チセが死んで、屋敷も何もかもが燃えてなくなってから,,,
✕✕年程経って、いつものように。意味もなく眠りから目を覚まして。いつものように
『このままずっと寝られたら』
『お母様やお父様,,,チセと会えたら』
と考えながら、目を軽くこすり、軽く辺りを見回す。
,,,ん?
一つあり得ないモノが視界に映り、困惑の色が表情へ溶け出す。冬の日なのに汗が止まらない、目が滑って、”それ”と目が合わせられない
「ほら、深呼吸ですよ。お嬢様」
,,,あぁほら、幻聴だ。ついに気でも狂ったか。と思いもう一度軽く目をこすり、ソレが居た場所へと目を向ける。
,,,どうやら、今日は厄日のようだ
そんなことをぼんやりと考えながら
「あら、随分と遅かったわね。寝坊かしら?」
と、昔のように。チセ,,,いや幽霊(仮定)へと軽口を叩く
「随分と手厳しいですね,,,早起きをしたつもりなのですが」
昔と変わらないように、相手も軽口を叩く。
そうだ、こんな関係が心地よかったのだな、と少し思い出に耽っていると、先に相手が口を開く
「ふふ、にしても先程の顔は面白かったですね。随分と焦ったご様子で」
ケラケラと軽く笑いながら話す彼女に、少し苛立ちを覚え。こちらも同じように返す
「あら、クビにするわよ」
「首はもう飛んでますけどね〜、物理的に」
,,,なんてことだ、笑って良いのか微妙に判断しかねるブラックジョークが飛んできた。と少し頭を抱える。
「あれっ、そこは笑うところですよ〜?」
敬語なのにどこか気の抜ける話し方、昔の記憶から全く変わっていない、成長したのも私だけ。貴女は悪霊にでもなったかしら?と話そうとするが、踏み込んだ話をすると、過去の亡霊が消えてしまいそうで、口をキュッと噤んだ
「今日はいつもに増して表情がコロコロ変わりますね,,,百面相みたいです」
ぶん殴ってやろうか、いや辞めだ。幽霊に物理攻撃が効くとも思えない
「,,,あぁそうだ、私実は今とーっても困っておりまして」
どこか真剣な顔で、チセはそう言う。
「あら、何を困っているのかしら」
少し気になり、聞き返してみる。この言葉を発するべきではないのだろうが、好奇心はどうにも止められない
「成仏できないんですよぅ!」
いきなりぶっこんで来やがった。こちらが思い出や感傷に耽っている時に。こんなのだから駄メイドと言われているのに気づかないのだ、馬鹿め。
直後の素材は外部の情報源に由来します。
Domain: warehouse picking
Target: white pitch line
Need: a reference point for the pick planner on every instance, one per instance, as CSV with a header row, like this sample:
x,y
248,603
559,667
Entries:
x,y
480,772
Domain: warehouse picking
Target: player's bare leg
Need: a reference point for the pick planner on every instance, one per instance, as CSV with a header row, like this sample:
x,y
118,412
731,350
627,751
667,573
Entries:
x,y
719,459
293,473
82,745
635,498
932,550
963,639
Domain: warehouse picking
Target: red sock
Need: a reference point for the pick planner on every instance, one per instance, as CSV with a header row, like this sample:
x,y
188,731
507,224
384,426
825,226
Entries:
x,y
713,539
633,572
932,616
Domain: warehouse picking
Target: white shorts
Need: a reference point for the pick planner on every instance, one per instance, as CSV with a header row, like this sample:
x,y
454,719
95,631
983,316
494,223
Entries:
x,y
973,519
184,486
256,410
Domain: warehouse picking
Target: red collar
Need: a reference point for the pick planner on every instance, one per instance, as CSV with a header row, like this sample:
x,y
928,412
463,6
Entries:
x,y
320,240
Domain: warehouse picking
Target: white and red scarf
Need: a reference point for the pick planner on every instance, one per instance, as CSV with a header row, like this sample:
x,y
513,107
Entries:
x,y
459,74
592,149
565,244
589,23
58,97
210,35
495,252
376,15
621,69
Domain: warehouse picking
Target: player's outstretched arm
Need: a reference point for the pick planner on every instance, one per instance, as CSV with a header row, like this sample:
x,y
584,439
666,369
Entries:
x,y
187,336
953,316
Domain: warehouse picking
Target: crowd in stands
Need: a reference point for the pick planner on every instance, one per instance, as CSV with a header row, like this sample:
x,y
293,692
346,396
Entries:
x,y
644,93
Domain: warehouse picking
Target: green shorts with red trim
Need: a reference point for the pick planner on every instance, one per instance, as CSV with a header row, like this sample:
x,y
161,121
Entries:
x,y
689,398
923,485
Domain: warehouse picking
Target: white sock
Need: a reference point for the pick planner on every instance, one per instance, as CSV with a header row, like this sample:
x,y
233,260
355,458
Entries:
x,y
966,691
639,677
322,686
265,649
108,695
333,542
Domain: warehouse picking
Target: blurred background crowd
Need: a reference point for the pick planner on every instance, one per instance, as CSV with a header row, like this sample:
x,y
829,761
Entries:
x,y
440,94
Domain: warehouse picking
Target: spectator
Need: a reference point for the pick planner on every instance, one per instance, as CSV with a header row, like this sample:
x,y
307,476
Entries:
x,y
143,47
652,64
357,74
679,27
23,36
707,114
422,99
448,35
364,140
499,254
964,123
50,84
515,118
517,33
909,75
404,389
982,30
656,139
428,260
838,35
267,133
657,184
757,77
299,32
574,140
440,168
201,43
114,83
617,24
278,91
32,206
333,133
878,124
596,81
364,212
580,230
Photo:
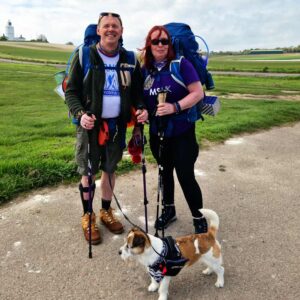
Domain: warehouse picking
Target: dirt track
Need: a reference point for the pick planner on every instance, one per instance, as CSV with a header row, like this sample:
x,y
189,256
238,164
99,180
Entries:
x,y
251,181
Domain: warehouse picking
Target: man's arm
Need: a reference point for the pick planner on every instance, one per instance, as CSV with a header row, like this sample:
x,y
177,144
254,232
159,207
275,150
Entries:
x,y
74,90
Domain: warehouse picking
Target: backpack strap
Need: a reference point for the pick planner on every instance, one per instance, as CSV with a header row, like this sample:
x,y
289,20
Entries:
x,y
175,71
84,59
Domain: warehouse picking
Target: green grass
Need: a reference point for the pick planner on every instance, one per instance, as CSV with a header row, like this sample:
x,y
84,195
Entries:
x,y
253,63
256,85
47,55
37,138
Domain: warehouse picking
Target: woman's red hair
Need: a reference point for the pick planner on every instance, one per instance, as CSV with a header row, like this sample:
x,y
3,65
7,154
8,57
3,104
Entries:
x,y
148,57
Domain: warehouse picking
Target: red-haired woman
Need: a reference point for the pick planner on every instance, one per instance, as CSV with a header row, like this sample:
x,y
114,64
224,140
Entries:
x,y
180,148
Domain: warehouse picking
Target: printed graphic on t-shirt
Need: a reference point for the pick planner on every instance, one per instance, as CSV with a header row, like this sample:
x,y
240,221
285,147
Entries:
x,y
111,87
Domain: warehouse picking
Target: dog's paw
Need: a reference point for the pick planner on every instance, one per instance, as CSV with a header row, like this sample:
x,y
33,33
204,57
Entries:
x,y
219,283
153,287
207,271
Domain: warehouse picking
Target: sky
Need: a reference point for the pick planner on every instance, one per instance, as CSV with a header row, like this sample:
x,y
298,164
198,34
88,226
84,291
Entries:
x,y
226,25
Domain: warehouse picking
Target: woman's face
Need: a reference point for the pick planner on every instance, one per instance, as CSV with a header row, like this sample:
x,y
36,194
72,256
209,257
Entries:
x,y
159,50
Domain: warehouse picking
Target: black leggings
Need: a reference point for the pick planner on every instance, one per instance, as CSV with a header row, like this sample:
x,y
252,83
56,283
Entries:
x,y
179,152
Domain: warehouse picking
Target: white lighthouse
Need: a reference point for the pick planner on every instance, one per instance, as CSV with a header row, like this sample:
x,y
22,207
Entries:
x,y
9,31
あぁでも、生前彼女に何もしてあげられなかったせめてもの詫びとして。不服だ、大変不服だ,,,が、その課題を解決しなければならないだろう。”元”主人としても。
「,,,はぁ、しょうがないわね。手伝ってあげましょう」
「本当ですか?やったぁ!」
子犬のように笑う彼女に、くすりと笑みをこぼす
さて、本題に戻ろう。彼女を成仏させなければならないという課題ができたのだ、不服だが。
幽霊になる原因としてよく聞くのは、執着や未練,,,彼女にそんなものがあるかどうかは別として。だが
「単刀直入に聞くけれど、あなた。未練や執着はあるの?」
「全くないです!」
「それはそれでどうなのよ,,,」
少しも考えず、さっさと答えた辺り。自分でも考えてはいたのだろう。と思いつつ、頭をフル回転させる
,,,いけない、頭をフル回転させるとどんどんと邪な考えが浮かんでくる。
『いっそこのまま永遠に,,,』
とか
『成仏させる必要はないでしょ』
,,,とか、正直少し。いやかなり、思いつく度に感情が揺れている。ふとチセの方へ目をやる。きょとんとした顔でこちらを見ており。こちらの欲望になんて何も気づいていないような純粋な顔で。
,,,腹が立つ、自分に、というのもそうだが。私に対する警戒心が一ミリもないこの子にも。
教育をミスったかな。と少し思考がズレる
そんなことをあれやこれや考えていたら、チセが口を開く
「あの〜,,,お嬢様がしたいようにしてくれてチセは構わないですよ?私はお嬢様に仕える身ですから」
,,,本当に、人の感情を揺らすのが上手い。これで無自覚なのだろうから余計タチが悪いのだ。
これ以上考えてもなんにもならないので、
もう吹っ切れてやることにした。
もうチセの成仏したいなんて願いはどうでもいい、いやよくないが
私のしたいようにあの子が言うならそれに従おう
悩んで頭を悩ませるのはもうやめだ、もういい子になる必要もないのだから
,,,無意識のうちに、考え事をしている内に。チセを抱き締めていた。涙も流れているとな、歳だろうか。そう思っていると、自身の口から言葉が溢れ出す
「,,,いやだよ。二回も目の前から居なくなるのは」
子供が親に縋るように、ボロボロと涙を流しながら言っていただろう
すると、チセが口を開く
「えぇ、承知致しました。貴女様がそういうのであれば。私はソレに従うだけですから」
こうして、幽霊と成っても侍ろうとした召使いと、幼いお嬢様のお話はお終い。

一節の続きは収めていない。